Catalog

Catalog()

A git-backed registry for versioned build artifacts.

A catalog is a git repository containing serialized xorq expressions as content-addressed zip archives. When backed by git-annex, cloning downloads only metadata and artifact content is fetched on demand. A plain-git backend stores archives as regular blobs.

Construct via the classmethods from_name, from_repo_path, from_default, clone_from, or the dispatch helper from_kwargs.

Attributes

Name Description
remote_config The resolved remote config, or None.

Methods

Name Description
add Add a build to the catalog.
add_alias Create an alias pointing at entry name. Overwrites if the alias already exists.
assert_consistency Verify that catalog.yaml, entries, metadata, and aliases are all in agreement.
bind Bind a source entry through one or more transform entries.
clone_from Clone a catalog repo and optionally init git-annex.
contains Return True if an entry with name exists in the catalog.
embed_readonly Embed read-only credentials into the git-annex branch.
fetch Fetch from all git remotes (excludes annex-only special remotes).
fetch_entries Fetch annex content for the given entries in a single operation.
get_catalog_entry Look up a CatalogEntry by name. Raises if not found.
get_zip Export an entry’s archive to dir_path (default: cwd).
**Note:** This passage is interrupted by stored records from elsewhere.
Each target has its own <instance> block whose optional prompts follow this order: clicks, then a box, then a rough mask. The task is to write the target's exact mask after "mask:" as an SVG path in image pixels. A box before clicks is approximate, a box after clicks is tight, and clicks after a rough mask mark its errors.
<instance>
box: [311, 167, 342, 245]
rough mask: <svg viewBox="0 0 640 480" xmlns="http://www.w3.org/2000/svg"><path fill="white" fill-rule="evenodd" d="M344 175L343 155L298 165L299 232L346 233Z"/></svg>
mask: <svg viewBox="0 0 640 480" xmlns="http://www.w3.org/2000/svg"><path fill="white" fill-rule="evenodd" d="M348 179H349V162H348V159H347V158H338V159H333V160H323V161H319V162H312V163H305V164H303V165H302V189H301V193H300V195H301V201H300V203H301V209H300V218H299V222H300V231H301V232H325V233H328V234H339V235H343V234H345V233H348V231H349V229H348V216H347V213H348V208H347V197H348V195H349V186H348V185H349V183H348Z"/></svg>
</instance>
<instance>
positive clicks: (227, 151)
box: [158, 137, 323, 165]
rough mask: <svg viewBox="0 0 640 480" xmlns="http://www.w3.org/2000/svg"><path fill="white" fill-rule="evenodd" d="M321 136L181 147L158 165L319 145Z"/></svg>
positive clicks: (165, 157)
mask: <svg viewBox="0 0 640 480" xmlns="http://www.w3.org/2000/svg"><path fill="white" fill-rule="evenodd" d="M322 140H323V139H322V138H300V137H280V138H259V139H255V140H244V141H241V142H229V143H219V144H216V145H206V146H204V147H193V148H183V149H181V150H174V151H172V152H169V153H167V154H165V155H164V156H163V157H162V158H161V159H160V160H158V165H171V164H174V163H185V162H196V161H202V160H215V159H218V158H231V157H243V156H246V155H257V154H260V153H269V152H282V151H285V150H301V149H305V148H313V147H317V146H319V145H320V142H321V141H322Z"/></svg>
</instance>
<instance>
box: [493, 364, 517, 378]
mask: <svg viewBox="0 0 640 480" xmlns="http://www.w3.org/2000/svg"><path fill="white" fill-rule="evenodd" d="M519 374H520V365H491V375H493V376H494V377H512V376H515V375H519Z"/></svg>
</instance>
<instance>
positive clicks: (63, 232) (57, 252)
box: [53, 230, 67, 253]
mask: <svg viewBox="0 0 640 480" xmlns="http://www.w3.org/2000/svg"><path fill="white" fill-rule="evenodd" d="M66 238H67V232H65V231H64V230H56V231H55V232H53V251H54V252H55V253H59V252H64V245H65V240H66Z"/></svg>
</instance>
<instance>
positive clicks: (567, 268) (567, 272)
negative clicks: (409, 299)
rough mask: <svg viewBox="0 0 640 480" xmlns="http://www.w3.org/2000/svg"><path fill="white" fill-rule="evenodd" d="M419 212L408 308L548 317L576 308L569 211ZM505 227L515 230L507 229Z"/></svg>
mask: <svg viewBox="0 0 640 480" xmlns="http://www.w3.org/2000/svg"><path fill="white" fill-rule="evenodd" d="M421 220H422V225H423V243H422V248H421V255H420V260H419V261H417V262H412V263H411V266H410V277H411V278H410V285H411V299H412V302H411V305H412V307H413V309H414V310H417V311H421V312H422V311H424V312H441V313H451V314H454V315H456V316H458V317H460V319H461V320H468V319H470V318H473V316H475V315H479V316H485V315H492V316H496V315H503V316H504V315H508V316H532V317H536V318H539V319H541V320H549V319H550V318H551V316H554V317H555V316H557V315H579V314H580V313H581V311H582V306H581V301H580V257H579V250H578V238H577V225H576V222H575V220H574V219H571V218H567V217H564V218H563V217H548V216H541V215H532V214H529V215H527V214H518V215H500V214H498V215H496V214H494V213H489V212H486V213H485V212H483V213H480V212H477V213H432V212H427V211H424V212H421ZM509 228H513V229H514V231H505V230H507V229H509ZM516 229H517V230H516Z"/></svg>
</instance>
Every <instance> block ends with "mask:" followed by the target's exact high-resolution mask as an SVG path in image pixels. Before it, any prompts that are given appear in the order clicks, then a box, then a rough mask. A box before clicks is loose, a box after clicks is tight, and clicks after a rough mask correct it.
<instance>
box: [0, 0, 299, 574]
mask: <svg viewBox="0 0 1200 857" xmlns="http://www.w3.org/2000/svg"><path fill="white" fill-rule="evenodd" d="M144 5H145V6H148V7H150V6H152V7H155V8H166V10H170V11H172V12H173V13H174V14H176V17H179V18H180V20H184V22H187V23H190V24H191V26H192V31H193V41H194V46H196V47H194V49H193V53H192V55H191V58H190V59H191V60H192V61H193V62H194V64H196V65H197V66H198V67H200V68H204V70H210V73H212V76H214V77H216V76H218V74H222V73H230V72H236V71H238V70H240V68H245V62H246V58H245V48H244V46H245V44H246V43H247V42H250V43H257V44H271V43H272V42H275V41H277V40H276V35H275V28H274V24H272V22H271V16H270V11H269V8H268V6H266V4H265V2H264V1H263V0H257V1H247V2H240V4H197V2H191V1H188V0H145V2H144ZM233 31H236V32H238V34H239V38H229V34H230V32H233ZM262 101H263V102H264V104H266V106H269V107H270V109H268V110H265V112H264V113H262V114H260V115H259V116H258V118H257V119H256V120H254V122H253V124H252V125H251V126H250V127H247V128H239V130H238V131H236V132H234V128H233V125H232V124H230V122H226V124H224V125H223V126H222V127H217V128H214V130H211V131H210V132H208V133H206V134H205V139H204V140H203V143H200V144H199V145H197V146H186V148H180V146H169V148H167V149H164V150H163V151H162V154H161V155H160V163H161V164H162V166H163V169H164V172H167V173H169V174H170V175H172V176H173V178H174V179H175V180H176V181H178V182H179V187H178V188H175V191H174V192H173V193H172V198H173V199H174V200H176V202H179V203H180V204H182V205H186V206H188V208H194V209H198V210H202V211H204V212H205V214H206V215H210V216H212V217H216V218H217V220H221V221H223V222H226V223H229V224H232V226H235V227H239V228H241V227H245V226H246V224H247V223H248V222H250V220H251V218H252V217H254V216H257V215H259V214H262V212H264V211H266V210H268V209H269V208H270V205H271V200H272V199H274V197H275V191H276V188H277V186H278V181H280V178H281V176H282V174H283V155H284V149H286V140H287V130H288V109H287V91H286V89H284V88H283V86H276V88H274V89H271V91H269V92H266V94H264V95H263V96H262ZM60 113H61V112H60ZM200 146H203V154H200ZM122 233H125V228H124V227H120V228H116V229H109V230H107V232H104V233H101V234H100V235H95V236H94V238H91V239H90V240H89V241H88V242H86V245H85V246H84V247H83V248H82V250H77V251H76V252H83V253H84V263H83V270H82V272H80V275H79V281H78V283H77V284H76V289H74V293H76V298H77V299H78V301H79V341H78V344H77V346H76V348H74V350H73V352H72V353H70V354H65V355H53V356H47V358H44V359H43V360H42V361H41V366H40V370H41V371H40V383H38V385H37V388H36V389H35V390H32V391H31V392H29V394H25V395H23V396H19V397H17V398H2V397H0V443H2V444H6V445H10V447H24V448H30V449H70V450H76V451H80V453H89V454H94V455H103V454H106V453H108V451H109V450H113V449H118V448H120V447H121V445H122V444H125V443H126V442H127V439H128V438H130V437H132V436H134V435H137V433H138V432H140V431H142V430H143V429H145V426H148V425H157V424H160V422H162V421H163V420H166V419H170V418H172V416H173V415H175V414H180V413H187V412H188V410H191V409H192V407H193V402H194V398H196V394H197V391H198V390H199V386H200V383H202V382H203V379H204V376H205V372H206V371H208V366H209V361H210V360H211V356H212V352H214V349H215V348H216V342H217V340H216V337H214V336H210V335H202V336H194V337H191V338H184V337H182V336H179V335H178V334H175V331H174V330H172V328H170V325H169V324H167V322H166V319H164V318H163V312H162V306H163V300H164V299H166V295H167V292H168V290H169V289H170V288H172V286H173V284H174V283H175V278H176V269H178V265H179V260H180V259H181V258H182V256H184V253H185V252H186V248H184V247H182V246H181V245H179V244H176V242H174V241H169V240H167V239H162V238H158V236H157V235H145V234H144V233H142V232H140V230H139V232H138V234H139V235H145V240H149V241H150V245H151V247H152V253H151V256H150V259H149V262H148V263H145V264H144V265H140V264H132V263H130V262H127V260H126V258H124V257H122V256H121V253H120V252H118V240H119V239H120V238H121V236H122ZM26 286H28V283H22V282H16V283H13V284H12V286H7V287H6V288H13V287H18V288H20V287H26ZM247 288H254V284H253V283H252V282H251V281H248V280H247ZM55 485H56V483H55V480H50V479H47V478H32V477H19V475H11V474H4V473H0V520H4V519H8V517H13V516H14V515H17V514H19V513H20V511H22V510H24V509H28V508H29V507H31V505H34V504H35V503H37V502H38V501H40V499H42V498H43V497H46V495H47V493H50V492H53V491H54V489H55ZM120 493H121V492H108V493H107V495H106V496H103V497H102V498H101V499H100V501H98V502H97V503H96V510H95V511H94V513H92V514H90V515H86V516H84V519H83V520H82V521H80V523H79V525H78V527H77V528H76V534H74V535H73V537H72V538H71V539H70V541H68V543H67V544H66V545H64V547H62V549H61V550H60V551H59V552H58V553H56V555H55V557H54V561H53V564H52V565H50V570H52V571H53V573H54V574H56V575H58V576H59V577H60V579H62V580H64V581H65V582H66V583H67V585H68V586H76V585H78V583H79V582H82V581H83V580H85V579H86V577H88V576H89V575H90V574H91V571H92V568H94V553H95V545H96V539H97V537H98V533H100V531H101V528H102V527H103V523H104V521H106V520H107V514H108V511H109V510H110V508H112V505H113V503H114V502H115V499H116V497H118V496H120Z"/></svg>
Returns the output path.
list Return the list of entry names in the catalog.
list_aliases Return the list of alias names in the catalog.
load Return a tagged RemoteTable expression for a catalog entry (by hash or alias).
pull Pull from all git remotes.
push Push to all git remotes after verifying consistency.
remove Remove an entry (and its aliases) from the catalog by name.
set_remote_config Update the git-annex special remote configuration.
sync Pull then push — shorthand for a full round-trip synchronization.

add

add(obj, sync=True, aliases=(), exist_ok=False)

Add a build to the catalog.

obj may be a Path to a zip archive, a Path to a build directory, or an xorq Expr. Returns the created CatalogEntry.

add_alias

add_alias(name, alias, sync=True)

Create an alias pointing at entry name. Overwrites if the alias already exists.

assert_consistency

assert_consistency()

Verify that catalog.yaml, entries, metadata, and aliases are all in agreement.

bind

bind(source_entry, *transforms, con=None)

Bind a source entry through one or more transform entries.

clone_from

clone_from(
    url,
    repo_path=None,
    check_consistency=True,
    annex=None,
    git_config=None,
    **remote_kwargs,
)

Clone a catalog repo and optionally init git-annex.

annex controls the backend:

  • None (default) — auto-detect. If the cloned repo has a git-annex branch, git-annex is initialised and the remote is enabled when credentials are available (embedded, env vars, or remote_kwargs). Otherwise falls back to plain git.
  • False — force plain git, even if the repo has a git-annex branch.
  • Any AnnexConfig instance — git-annex is initialised and the remote is enabled if remote.log has a special remote configured.

Content is not fetched eagerly; it is retrieved on demand when entry.expr is accessed (via fetch_content). For S3 remotes without embedded credentials, the caller can supply credentials via remote_kwargs or environment variables (XORQ_CATALOG_S3_*).

Use git_config to set repo-local git config before annex init (e.g. {"annex.security.allowed-ip-addresses": "all"}).

contains

contains(name)

Return True if an entry with name exists in the catalog.

embed_readonly

embed_readonly(readonly_config)

Embed read-only credentials into the git-annex branch.

Verifies that readonly_config cannot write to the bucket, then sets embedcreds=yes and writes the config to remote.log.

Raises ValueError if the credentials have write access.

fetch

fetch()

Fetch from all git remotes (excludes annex-only special remotes).

fetch_entries

fetch_entries(*entries)

Fetch annex content for the given entries in a single operation.

Each element can be a CatalogEntry or a string (entry name). No-op for plain-git backends.

get_catalog_entry

get_catalog_entry(name, maybe_alias=False)

Look up a CatalogEntry by name. Raises if not found.

get_zip

get_zip(name, dir_path=None)

Export an entry’s archive to dir_path (default: cwd). Returns the output path.

list

list()

Return the list of entry names in the catalog.

list_aliases

list_aliases()

Return the list of alias names in the catalog.

load

load(name_or_alias, con=None)

Return a tagged RemoteTable expression for a catalog entry (by hash or alias).

pull

pull()

Pull from all git remotes.

push

push()

Push to all git remotes after verifying consistency.

remove

remove(name, sync=True)

Remove an entry (and its aliases) from the catalog by name.

set_remote_config

set_remote_config(remote_config)

Update the git-annex special remote configuration.

Calls enableremote to write the config to remote.log on the git-annex branch. Use catalog.remote_config to read it back.

sync

sync()

Pull then push — shorthand for a full round-trip synchronization.